La Carne que da vida: la Eucaristía.

El pan eucarístico es Carne de Cristo; y la Carne eucarística es vida del hombre. La Eucaristía está por encima de toda imaginación: ¡es la Carne viva de Cristo! ¡Carne viva para vivificar la nuestra! En cada Eucaristía, Cristo… Nos da su Carne pura para borrar las manchas de la nuestra. Nos da su Carne dulce para neutralizar las amarguras de la nuestra. Nos da su Carne mansa para apaciguar las rabietas de la nuestra. Nos da su Carne serena para mitigar los ardores de la nuestra. Nos da su Carne sencilla para rebajar las vanidades de la nuestra. Nos da su Carne débil para sostener las fatigas de la nuestra. Nos da su Carne lacerada para sanar las heridas de la nuestra. Nos da su Carne viva para resucitar la nuestra. Realmente, ¡qué don tan grande en cada Eucaristía! Ya se entiende su obligatoriedad. La Iglesia, que también es Madre, sabe cuánto la necesitamos. Por eso nos obliga a participar en la Eucaristía aunque sea una vez a la semana. No le estamos haciendo ningún favor a Cristo. Es Él quien nos lo hace a nosotros.
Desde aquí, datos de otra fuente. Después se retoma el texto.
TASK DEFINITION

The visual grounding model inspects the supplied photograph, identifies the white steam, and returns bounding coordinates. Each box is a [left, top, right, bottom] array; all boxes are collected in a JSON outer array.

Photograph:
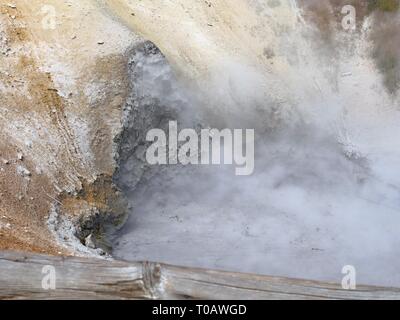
[[114, 2, 400, 287]]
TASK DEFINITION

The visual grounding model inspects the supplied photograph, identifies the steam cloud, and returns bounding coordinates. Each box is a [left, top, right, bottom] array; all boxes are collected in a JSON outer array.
[[114, 1, 400, 286]]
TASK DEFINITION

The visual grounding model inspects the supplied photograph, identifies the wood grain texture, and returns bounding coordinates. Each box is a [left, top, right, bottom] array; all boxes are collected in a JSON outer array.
[[0, 251, 399, 300]]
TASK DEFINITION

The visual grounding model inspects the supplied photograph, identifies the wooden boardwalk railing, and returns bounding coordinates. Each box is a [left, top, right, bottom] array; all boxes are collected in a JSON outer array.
[[0, 251, 399, 300]]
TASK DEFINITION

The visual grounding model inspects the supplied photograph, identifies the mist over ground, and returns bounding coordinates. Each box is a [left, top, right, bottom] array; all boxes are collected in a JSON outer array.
[[113, 0, 400, 286]]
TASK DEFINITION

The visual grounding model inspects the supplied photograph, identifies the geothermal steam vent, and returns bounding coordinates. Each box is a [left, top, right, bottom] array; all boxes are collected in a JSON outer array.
[[1, 0, 400, 290]]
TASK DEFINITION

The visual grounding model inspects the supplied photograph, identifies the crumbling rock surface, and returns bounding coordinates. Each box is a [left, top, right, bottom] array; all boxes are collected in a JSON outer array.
[[0, 0, 141, 255]]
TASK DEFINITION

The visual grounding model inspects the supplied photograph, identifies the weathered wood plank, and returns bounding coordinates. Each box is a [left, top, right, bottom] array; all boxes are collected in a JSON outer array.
[[0, 251, 399, 300]]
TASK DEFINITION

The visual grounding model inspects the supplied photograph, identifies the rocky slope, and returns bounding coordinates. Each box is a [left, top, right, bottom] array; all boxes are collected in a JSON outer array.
[[0, 0, 140, 254]]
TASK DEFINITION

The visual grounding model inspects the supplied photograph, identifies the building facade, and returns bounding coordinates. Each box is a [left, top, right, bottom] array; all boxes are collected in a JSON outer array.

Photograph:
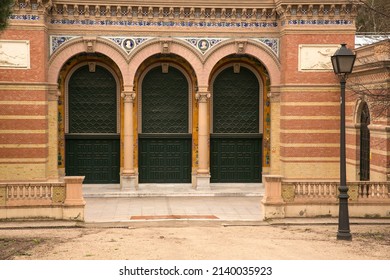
[[1, 0, 387, 193]]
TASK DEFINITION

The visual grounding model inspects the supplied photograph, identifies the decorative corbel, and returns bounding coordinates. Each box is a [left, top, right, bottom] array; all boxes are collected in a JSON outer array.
[[84, 36, 97, 53], [235, 40, 247, 54]]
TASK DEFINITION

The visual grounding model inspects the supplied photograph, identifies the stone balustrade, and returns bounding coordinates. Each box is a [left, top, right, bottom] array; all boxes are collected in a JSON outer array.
[[5, 183, 64, 205], [282, 180, 390, 202], [261, 175, 390, 220], [0, 176, 85, 220]]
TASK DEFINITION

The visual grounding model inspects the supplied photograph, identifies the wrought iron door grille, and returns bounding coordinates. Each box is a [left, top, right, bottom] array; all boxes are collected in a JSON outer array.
[[360, 102, 370, 181]]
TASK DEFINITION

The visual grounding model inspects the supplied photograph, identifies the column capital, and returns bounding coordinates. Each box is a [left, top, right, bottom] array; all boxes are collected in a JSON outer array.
[[195, 90, 211, 103], [121, 91, 136, 103], [48, 86, 61, 101], [268, 91, 280, 103]]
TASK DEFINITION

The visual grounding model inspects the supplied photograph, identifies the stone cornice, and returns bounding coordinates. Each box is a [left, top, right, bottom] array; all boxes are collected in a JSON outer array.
[[11, 0, 278, 23], [275, 1, 358, 22], [10, 1, 357, 30]]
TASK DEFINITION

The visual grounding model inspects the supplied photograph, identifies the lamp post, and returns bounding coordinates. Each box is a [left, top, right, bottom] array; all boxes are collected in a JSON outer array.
[[331, 43, 356, 241]]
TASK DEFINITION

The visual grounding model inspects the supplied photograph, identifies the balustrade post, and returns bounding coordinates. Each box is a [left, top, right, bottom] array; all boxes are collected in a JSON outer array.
[[63, 176, 86, 220], [261, 175, 285, 219]]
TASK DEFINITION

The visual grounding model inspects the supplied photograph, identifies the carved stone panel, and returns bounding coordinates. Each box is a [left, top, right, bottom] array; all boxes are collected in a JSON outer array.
[[0, 40, 30, 69], [298, 44, 339, 71]]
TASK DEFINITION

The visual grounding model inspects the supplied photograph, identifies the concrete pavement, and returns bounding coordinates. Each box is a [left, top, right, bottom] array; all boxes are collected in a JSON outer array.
[[1, 183, 390, 228], [83, 183, 264, 223]]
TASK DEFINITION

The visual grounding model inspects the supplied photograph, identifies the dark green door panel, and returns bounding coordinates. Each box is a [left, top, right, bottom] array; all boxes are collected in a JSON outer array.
[[211, 65, 262, 183], [139, 65, 191, 183], [139, 138, 191, 183], [210, 137, 262, 183], [66, 64, 119, 184], [65, 138, 120, 184]]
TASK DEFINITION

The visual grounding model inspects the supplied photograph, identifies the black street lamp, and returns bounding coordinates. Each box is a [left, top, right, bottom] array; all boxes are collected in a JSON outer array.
[[331, 43, 356, 241]]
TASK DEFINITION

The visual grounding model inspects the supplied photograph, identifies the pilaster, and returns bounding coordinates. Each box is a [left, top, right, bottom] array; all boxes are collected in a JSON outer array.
[[47, 85, 60, 181], [269, 88, 281, 175]]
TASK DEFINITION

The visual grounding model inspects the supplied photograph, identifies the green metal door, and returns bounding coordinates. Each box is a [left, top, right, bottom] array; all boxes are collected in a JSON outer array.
[[139, 65, 191, 183], [210, 136, 261, 182], [66, 137, 120, 184], [211, 66, 262, 182], [65, 65, 120, 183], [139, 137, 191, 183]]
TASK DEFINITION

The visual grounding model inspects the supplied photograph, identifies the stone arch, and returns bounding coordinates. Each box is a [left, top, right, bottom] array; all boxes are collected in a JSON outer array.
[[128, 38, 203, 87], [202, 39, 281, 87], [354, 98, 371, 125], [48, 37, 128, 86]]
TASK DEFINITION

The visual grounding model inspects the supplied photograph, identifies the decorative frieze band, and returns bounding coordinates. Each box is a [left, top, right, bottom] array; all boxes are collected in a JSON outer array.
[[50, 35, 280, 57], [10, 1, 356, 30]]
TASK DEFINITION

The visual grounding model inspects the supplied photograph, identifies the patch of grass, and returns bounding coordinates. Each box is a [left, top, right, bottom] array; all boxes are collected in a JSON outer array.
[[0, 238, 42, 259]]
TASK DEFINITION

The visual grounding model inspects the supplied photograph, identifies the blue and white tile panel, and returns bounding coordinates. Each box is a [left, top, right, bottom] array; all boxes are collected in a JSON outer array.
[[50, 35, 81, 55], [101, 36, 153, 54], [179, 38, 228, 54]]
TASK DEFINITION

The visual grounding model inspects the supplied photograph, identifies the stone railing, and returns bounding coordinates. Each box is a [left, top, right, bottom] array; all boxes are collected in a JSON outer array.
[[282, 180, 390, 202], [261, 175, 390, 219], [0, 176, 86, 221], [4, 182, 66, 206]]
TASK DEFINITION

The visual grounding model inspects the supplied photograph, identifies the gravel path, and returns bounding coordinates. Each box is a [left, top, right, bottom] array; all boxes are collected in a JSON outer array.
[[1, 223, 389, 260]]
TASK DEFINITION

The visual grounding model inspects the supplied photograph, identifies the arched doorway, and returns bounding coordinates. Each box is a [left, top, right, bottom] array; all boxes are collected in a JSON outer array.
[[65, 64, 120, 183], [360, 102, 370, 181], [210, 65, 262, 182], [138, 64, 192, 183]]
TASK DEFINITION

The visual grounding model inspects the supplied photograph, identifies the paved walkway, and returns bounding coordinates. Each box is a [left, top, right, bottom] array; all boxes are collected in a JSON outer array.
[[83, 183, 264, 223], [2, 183, 389, 228]]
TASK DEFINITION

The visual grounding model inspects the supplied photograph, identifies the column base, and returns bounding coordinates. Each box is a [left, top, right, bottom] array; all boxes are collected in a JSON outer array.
[[195, 174, 211, 190], [120, 174, 138, 191]]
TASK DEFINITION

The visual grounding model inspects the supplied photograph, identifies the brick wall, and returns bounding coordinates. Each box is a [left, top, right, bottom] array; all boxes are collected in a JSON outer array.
[[0, 25, 49, 181]]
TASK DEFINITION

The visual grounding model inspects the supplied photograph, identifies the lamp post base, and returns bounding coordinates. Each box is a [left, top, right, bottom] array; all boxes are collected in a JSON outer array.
[[337, 231, 352, 241]]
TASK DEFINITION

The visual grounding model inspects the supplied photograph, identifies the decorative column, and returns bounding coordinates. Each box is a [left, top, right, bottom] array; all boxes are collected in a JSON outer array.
[[121, 89, 137, 190], [195, 88, 211, 190], [47, 85, 61, 181]]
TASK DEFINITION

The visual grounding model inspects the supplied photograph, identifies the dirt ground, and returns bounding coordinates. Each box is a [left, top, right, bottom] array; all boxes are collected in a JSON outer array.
[[1, 223, 389, 260]]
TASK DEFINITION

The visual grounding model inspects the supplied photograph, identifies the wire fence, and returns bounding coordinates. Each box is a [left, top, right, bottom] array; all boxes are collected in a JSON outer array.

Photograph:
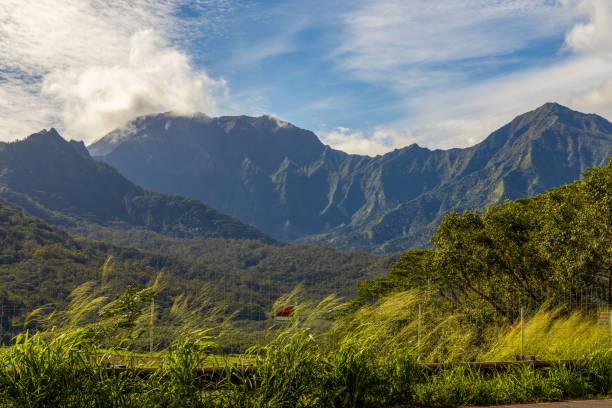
[[1, 284, 612, 359], [0, 277, 352, 353]]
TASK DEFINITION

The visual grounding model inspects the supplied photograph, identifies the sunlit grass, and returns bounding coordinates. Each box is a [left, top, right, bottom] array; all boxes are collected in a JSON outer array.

María y la Carne de Cristo

María, nadie como tú hizo la experiencia de la Carne viva de Cristo. Nadie como tú se familiarizó tanto con esa Carne tan humana. Nadie como tú tomó entre sus manos esa Carne bendita bajada del cielo. Enséñanos a contemplar el Cuerpo de tu Hijo con asombro, pero también con confianza. Enséñanos a escuchar el Cuerpo de tu Hijo con veneración, pero también con familiaridad. Enséñanos a tocar el Cuerpo de tu Hijo con delicadeza, pero también con fuerza. Enséñanos a comer el Cuerpo de tu Hijo con profundo respeto, pero también con serena intimidad.